Documents may be classified for many reasons - issues of national security or privacy. A popular misconception is that when a document is declassified, it is somehow systematically made available to the public, for example, distributed to depository libraries. This is most often not the case. Exceptions to this might be:
(Information on this guide has been adapted from guide prepared by Andrea Sevetson, UC Berkeley Library.)
Executive Order 12968 prescribes a uniform system for classifying, safeguarding, and declassifying national security information. Title 36, Section 1220-1290 of the Code of Federal Regulations provides detailed information on the National Archives declassification procedures: generally, the Records Declassification Division of the National Archives systematically reviews security-classified documents after they reach 25 years of age. A notable exception to the 25-year rule are the Census records. For privacy reasons, the Census has a 72 year declassification rule. The U.S. House of Representatives has used a 50 year declassification rule. After the records are reviewed most are open for the public to use.

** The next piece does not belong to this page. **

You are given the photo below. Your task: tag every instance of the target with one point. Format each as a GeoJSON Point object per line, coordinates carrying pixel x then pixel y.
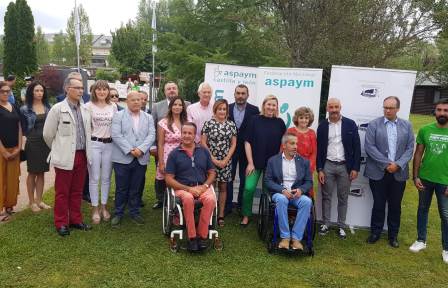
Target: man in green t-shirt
{"type": "Point", "coordinates": [431, 174]}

A review of security classification is in the Report of the Commission on Protecting and Reducing Government Secrecy. Specific information on classification may be found in Part II of the report. This report provides an excellent overview of the scope of classified documents, and which agencies are not complying with the Executive Order. Chapter III, pg 56 states that:
"The FOIA (Freedom of Information Act) originally was intended to serve primarily as a means of access to individual, relatively current records of the Government, not to large numbers of decades-old records of permanent historic value. However, due in part to the failure of agencies over the years to implement executive order provisions for regular release of records that no longer need protection, the FOIA by default became (along with the mandatory declassification review under executive orders) one of the few means available to the public to get access to these materials."
Therefore any review of declassified materials must include materials released under FOIA, as well as other material released under mandatory classification provisions.
In addition, in October 2001 Attorney General John Ashcroft issued a memorandum for heads of all federal departments and agencies that established a new "sound legal basis" standard governing the Department of Justice's decisions on whether to defend agency actions under the FOIA when they are challenged in court. This differs from the "foreseeable harm" standard that was employed under the predecessor memorandum (Janet Reno: 1993). This memorandum may affect the amount of information that will be exempted from FOIA in the future.